10. Lead Buyer / Category Manager
Ein Lead-Buyer-Konzept bezeichnet einen "federführenden Einkauf" für ein Produkt oder eine im Vorfeld festgelegte Warengruppe. Dabei kann es sein, dass der Lead Buyer innerhalb eines (großen und weltweit agierenden) Unternehmens eingesetzt wird oder sogar über Unternehmensgrenzen hinweg in Einkaufskooperationen. Daher gilt Lead Buying auch als Kompromiss zwischen zentralem und dezentralem Einkauf. Die Nachteile: Es entstehen "Einkaufs-Königreiche, Fehleinschätzungen des Lead Buyers können schwere Folgen haben und auch die Transparenz ist nicht immer optimal.
11. Reshoring
Reshoring, die Rückverlagerung von Produktionsstätten zurück in die Heimat, ist angesagt. Seit Corona sind die Lieferketten bis zum Zerreißen gespannt - erst kamen die Lockdowns weltweit - wobei besonders China mit seiner Null-Covid-Strategie immer wieder Häfen und Produktionsstätten blockiert hat - und dann der Ukraine-Krieg. Die Frage liegt also nah: Ist die Produktion in Europa, oder zumindest in Ländern mit nicht-autokratischen Systemen, besser aufgehoben?
Wo ist es sinnvoll? Wo liegen die Chancen und wo die Risiken? Den ausführlichen Artikel dazu lesen Sie hier.

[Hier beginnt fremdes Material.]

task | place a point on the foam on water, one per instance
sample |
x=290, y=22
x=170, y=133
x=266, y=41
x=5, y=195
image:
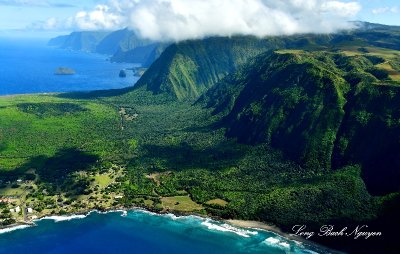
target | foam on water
x=7, y=230
x=63, y=218
x=211, y=225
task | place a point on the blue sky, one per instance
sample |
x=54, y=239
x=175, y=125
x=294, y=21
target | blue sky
x=52, y=17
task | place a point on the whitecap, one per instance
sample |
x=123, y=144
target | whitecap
x=63, y=218
x=10, y=229
x=228, y=228
x=277, y=243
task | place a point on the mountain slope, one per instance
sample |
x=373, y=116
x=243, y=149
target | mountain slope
x=324, y=110
x=185, y=70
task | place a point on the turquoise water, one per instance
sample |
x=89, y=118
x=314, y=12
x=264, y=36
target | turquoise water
x=143, y=232
x=29, y=66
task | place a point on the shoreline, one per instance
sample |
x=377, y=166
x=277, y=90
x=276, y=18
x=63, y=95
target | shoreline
x=240, y=224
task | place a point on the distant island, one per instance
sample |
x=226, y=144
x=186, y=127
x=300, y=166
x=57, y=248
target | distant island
x=64, y=71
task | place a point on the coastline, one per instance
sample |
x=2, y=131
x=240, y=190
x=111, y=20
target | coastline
x=236, y=223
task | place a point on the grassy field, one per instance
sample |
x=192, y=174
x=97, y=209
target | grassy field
x=180, y=203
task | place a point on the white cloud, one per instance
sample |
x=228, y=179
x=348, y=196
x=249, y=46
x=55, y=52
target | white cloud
x=189, y=19
x=101, y=18
x=34, y=3
x=382, y=10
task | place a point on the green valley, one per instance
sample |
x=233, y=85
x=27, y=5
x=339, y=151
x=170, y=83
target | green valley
x=283, y=130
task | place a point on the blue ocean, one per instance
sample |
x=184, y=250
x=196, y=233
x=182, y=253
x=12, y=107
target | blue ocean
x=28, y=66
x=142, y=232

Es gibt noch weitere Einkaufsstrategien, die jedoch in der Entero/BME-Umfrage keine oder keine größere Rolle spielen. Das sind beispielsweise:
Modular oder System Sourcing
Bei diesen Strategien setzt ein Unternehmen auf nur wenige Lieferanten. Diese liefern komplette Module oder Baugruppen. Diese wurden entweder gemeinsam entwickelt (System Sourcing) oder vom Lieferanten (Modular Sourcing). Die Begriffe Modular und System grenzen sich also durch die Enge der Zusammenarbeit ab. Diese Verlagerung der Entwicklung und Produktion bedeutet eine hohe Abhängigkeit zum Lieferanten. Oft ist das auch verbunden mit einem Verlust an Know-how an den Zulieferer.
E-Procurement / E-Sourcing
Die Umfrage listet auch E-Procurement als Strategie. Hier setzt der Einkauf auf die Digitalisierung der Beschaffung durch entsprechende Prozesse und Tools, etwa Robotic Process Automation.